$X$ in its one point compactification

Question

Suppose $X$ is a non-compact space, denote its one point compactification by $X^*$.

Since $X$ is open in $X$, thus $X$ is open in $X^*$, can I say $X$ is the interior of $X^*$? Moreover since $X$ is closed in $X$, is $X$ closed in $X^*$?

Answer 1

$X$ is non-compact iff $X$ is dense in $X^\ast$ (so the closure of $X$ is $X^\ast$) and so $X$ is not closed in $X^\ast$ in your case; if $X$ were closed in the compact space $X^\ast$ it would be compact itself.
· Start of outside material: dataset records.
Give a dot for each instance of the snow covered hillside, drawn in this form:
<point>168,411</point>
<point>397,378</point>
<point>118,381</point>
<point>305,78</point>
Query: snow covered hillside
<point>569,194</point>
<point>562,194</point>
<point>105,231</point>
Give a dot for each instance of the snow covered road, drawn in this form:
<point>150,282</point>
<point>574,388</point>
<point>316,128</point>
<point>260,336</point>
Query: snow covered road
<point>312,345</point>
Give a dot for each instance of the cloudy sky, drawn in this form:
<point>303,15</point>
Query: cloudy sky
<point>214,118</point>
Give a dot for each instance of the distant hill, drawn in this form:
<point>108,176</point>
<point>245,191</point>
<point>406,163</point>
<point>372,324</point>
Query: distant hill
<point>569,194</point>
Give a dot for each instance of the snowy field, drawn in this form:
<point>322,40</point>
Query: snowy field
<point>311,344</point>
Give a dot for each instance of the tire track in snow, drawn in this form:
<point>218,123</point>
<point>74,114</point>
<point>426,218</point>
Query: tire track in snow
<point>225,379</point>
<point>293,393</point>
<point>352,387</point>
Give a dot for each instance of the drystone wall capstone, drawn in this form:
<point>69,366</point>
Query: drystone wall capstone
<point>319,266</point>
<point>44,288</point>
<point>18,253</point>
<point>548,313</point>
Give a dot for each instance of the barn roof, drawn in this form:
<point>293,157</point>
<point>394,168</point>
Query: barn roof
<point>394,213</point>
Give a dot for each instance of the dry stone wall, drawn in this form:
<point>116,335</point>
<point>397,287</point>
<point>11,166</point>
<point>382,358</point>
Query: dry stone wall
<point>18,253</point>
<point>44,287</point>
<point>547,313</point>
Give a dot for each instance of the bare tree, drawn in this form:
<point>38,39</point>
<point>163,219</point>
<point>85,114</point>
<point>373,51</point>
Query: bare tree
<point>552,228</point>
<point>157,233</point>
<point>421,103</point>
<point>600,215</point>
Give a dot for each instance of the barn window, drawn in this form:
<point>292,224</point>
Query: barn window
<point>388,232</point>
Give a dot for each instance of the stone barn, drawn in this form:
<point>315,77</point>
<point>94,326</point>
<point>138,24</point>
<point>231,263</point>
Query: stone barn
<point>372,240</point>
$X$ is open in $X^\ast$, always.

Of course the interior of $X^\ast$ is $X^\ast$ (this is the largest open subset of $X^\ast$, trivial in any space).

Both statements follow directly from the definition of $X^\ast = X \cup \{\infty\}$, where $\infty \notin X$ and the topology on $X^\ast$ being given by $$\{A \subseteq X: A \text{ open in } X\} \cup \{ (X\setminus K) \cup \{\infty\}: K \subseteq X \text{ closed and compact}\}$$

Answer 2

No. Consider the one-point compactification of $\Bbb R^2$, the Riemann sphere.

And in general, if $X$ were clopen in $X^*$, then $X^*$ wouldn't be connected. This certainly isn't always true (I will have to think about whether it's ever true. Apparently you can compactify some discrete spaces, for instance.)

$X$ wouldn't be closed in $X^*$, because the "point at infinity" is a limit point of $X$ (not in $X$).